Hey cantechit – I just wanted to check whether your opinion has changed with Meraki advances / releases over the past 2 years? I’m looking at replacing an ASA 5510 firewall with a pair of MX100s (clustered). I was looking to use the advanced security license to add functionality such as content filtering, anti-malware/virus/phishing protection and IDS/IPS.
Do you know if those issues you highlighted on the MX have been addressed yet?
I’m in your exact boat. I’ve already deployed Meraki wireless and love it for the management and ease of use. However, I just purchased two MX100’s and several MX65’s to replace my old 5510 and 2800’s. I may need to return them. There just isn’t enough flexibility or features to replace the 5510. Small example, no split tunnel vpn. Meraki’s solution is to literally load routes on the client after each connection. Really? I really wanted this to work but I think I may be defeated. Look very carefully at your environment and get some Meraki expert as a consultant to go through it with you before jumping like I did.
Meraki is not for any environment and any good network architect would perform a due diligence before replacing classic enterprise hardware. At least know the new infrastructure before entering any PoCs. They have done a remarkable good job by hiring sellers with no network knowledge to convince the market (CEOs and other inexperienced) that network infrastructure can be designed operated and managed just by clicking 2 buttons. When the truth is it is simple implementations of the most basic standards with bells and whistles on top.
Split tunneling is well documented as a feature, unless you are talking about something else.
I was on a call with a support tech who also confirmed.
Just ran into one Meraki issue. The install instructions do not, as far as I can see, mention not mounting the AP against metal. I was just at a site where there were Meraki AP problems, and when I looked up, they were velcro-mounted to the HVAC ducts. Which might just explain some of the issues: multi-pathing.
What I suspect is missing is “boundary definition”. From the above plus a small university situation. Users need to know when they have a complex RF environment and get professional advice. Site with no drop ceiling, exposed ducts, metal lights, etc. is one. University with many dorm devices and perhaps needing a dense AP deployment is another. This was basically highlighted above: “how do you know when Meraki is or is not right for your site”. Or in some cases, perhaps Meraki with a slosh of professional assistance?
I’ll also note that CiscoLive had some great WLAN talks. But what stood out for me was the massive complexity suggested by “here are the many best practices but YMMV on each of these”, in a very long list.

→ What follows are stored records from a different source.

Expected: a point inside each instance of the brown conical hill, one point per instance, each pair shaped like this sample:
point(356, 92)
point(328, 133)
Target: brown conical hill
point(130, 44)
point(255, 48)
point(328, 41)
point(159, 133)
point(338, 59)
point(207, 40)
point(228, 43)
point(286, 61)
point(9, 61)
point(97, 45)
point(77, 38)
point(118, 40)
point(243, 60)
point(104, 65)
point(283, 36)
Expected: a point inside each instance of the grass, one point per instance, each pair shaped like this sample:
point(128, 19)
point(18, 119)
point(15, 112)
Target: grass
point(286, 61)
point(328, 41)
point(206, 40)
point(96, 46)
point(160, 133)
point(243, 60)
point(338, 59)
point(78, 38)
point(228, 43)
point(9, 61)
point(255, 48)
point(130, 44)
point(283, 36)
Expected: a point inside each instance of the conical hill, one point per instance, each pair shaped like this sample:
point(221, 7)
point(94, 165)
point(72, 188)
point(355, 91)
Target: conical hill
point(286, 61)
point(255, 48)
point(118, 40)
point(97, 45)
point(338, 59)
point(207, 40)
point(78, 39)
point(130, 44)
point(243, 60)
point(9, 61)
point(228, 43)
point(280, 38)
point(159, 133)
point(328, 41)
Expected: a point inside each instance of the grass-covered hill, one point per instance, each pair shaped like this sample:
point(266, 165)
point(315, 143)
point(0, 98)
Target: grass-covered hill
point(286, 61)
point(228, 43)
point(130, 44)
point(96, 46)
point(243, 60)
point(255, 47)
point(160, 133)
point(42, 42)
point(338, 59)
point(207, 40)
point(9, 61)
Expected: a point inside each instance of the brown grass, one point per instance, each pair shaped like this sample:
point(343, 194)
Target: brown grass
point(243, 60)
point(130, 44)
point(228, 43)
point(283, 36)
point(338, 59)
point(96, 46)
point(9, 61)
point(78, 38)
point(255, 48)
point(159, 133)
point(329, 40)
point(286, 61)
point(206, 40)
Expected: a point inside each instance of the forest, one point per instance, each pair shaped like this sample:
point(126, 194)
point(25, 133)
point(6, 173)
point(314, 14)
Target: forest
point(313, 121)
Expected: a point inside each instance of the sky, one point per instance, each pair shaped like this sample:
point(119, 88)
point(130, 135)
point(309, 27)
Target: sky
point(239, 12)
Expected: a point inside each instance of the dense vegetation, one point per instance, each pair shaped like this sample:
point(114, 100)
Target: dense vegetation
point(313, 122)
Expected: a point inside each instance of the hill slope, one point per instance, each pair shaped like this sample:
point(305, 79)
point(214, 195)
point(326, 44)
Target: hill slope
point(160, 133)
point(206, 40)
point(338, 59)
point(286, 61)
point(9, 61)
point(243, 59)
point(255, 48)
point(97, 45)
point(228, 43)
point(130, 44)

That’s a great point, but I think that has doesn’t just apply to Meraki. Any customer that doesn’t recognize they have a complex RF environment probably needs to look for professional assistance with the specification, not just the install.
I think for a lot of people, myself generally included, wireless is still this fuzzy technology. I understand how it works for the most part, but I’m not an RF guy. That’s why we have a VAR that can provide those services.
Pingback: Digital Lifestyle
I agree with the sentiment of the post. I actually wish for CLI access to the gear, but I seriously doubt that will ever happen..
The idea of an advanced UI is good, but on the other hand I would hate for it to end up looking like an Aerohive dashboard 🙂 My dream would be allowing CLI access and having some support policies about using it and a method to restore to a previous config. This might give both customers and Meraki support what they want/need. If I do something dumb in the CLI and mess up my config they can tell me nicely that the policy is to use GUI for supported configurations and click this button to restore your gear to the last good config and try again.
I read somewhere Meraki has doubled revenue each year since acquisition and is around 1B per year. that is not chump change even for Cisco and if true I think it is not sustainable to grow liek that without adding features for more complex and enterprise environments.
Bigger question would be needing to be asked how does this new system interact with older hardware, to be honest I suspect this may be only for home networks rather than enterprise. I doubt you will see this used in conjunction with a network size of 500-5,000 computers.. Though i would like to hear your thoughts on its capacity on all features enabled and how it handles 1gb to 100gb back planes within network and Internet access..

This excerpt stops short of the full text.